I don't think so, someone will correct me if I'm wrong but I don't think we can compare young healthy individuals with older males with previous CD and heart problems.
One key point I've said before I have questions about is this "a lack of cool-down walk that may have led to a difference in prevalence and significance of recovery PVCs" I'm not sure what part that plays in the actual numbers they're using for the study.
Some things we can learn from these studies though are to exercise, eat well, maintain a healthy bp and reduce stress so as we age we stay healthy...much easier said than done.
Also this study does talk about Frequent ectopy >greater than 7 PVCs per minute (10,080 24/hrs) is associated with adverse prognosis in some populations, but doesn't go into details about what the parameters are for those populations.
I see some exclusion criteria; but they didn't say whether the men exercised before or if they had high fat diets, whether they smoked, drank coffee or many other things that may make the study seem a bit on the higher side for pvc's.
I wish I could find an across the board study on individuals from all ages.
The below points are part of the study..... its clear that the study was done on old subjects with perviuos CD and heart problems. So can we apply this on adults with normal heart structure and recovery PVC.s.... ??? any feedback is helpful.
http://www.medscape.org/viewarticle/569721
•Greater age, greater height, higher systolic blood pressure, higher resting heart rate, greater corrected QT interval, PVCs at rest, and greater increase in heart rate with exercise were associated with greater odds of frequent exercise PVCs (P < .05).
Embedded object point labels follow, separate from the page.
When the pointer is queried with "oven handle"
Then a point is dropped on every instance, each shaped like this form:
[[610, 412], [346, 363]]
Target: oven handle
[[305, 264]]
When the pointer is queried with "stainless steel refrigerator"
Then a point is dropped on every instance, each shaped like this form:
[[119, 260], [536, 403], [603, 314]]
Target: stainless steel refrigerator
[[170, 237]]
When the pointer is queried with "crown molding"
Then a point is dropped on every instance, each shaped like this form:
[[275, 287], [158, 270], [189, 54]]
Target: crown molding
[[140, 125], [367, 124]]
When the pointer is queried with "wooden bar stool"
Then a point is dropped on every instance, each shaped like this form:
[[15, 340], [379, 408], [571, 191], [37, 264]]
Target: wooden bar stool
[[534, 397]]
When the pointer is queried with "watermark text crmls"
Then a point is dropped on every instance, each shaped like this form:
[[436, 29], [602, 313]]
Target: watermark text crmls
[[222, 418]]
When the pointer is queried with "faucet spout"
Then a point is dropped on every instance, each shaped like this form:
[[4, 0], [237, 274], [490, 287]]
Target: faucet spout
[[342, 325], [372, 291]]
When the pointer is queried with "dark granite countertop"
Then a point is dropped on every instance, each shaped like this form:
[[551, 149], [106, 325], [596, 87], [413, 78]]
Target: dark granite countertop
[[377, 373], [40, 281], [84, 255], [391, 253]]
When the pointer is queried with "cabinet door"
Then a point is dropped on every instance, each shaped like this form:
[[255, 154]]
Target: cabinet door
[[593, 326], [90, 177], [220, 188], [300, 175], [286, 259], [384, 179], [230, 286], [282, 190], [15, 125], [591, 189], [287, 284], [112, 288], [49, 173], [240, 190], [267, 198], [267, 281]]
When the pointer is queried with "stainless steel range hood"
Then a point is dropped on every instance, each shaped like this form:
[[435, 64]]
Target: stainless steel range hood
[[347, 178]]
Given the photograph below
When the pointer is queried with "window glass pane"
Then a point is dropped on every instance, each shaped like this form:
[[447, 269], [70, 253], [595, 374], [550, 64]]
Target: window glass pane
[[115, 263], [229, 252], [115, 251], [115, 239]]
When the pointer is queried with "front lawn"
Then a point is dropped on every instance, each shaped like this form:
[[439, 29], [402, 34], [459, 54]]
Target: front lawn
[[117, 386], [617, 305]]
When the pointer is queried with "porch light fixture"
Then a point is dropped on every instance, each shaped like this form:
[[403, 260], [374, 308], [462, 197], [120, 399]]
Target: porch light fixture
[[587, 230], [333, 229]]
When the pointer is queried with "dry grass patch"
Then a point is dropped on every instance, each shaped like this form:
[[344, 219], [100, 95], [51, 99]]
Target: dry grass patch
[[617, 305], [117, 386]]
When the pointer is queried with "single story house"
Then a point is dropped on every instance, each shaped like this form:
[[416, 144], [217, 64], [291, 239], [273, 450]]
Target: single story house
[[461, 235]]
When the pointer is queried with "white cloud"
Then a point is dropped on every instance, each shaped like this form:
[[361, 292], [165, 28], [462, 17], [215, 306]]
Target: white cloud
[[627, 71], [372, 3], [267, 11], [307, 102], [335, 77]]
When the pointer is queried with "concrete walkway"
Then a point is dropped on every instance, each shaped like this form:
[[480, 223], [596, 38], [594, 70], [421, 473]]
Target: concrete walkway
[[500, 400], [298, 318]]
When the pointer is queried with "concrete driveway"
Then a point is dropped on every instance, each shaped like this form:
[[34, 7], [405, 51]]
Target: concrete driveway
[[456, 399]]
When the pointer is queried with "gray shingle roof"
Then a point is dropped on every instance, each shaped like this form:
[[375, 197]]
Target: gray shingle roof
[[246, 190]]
•Subjects who were older and taller and who had greater systolic blood pressure, previous coronary disease, PVCs at test, abnormal ST-segment depression, and exercise PVCs had greater odds of both infrequent and frequent recovery PVCs (P < .05).
•Resting PVCs, age, and systolic blood pressure were key predictors of both exercise and recovery PVCs.
•Whereas exercise PVCs were related to the heart rate increase with exercise, recovery PVCs were related to coronary disease (previous myocardial infarction, coronary revascularization procedure, or pathologic Q waves on resting electrocardiogram) and ST-segment depression.
Dr. Lundberg's medscape video & article were discussed here in the HR forum; lots of interesting info; I'll see if I can find the previous thread also that discusses it. Here's his original medscape video: http://www.medscape.com/viewarticle/571891 which he does refer to Dewey's research the first article you quoted.
Here's one thread:
http://www.medhelp.org/posts/Heart-Rhythm/recovery-pvcs/show/1523943
http://www.medhelp.org/posts/Heart-Rhythm/Episodic-PVCs-and-exercise/show/1471311
http://www.medhelp.org/posts/Heart-Disease/PVC-during-recovery-after-tredmill-increases-suden-death/show/1350967
I believe they are referring to things like coronary heart disease, cardiomyopathy, valvular heart diseases. Age seems to play a big part in most of these studies, because as we age there seems to be a higher propensity for many health related issues.
Here's a post I did recently
http://www.medhelp.org/posts/Heart-Rhythm/Exercise-and-arrhythmias/show/1528523 with more info about exercise and arrhythmia's.
one more link
http://video.google.com/videoplay?docid=2142802338006299420#
http://archinte.ama-assn.org/cgi/content/abstract/168/2/225
can you list the 2008 study you're referring to? I believe it may be the same one that someone else asked about back in Sept 2010 in the heart disease forum.
arrhythmia's and exercise/recovery is something I've asked tons of questions about both here and to my doctor's - there is so much controversy over pvc's themselves when you add in the mix exercise/recovery you may get 10 different answers such as I have.
Honestly, I have no idea because I've never read up on the subject. I've just heard comments on post exercise PVC increase being bad.
I had a stress test done, made it through but my heart was kicking out PVC's like crazy afterwards during the recovery period. The two women (nurses? techs?) mentioned it. Of course I could feel my heart doing the jitterbug in there but I just laughed and told them that was normal for my heart (it is). I never heard any more about the test results. I guess I'm going to live. I don't have heart "disease" but I've had a lifetime of arrythmias and a heart murmur.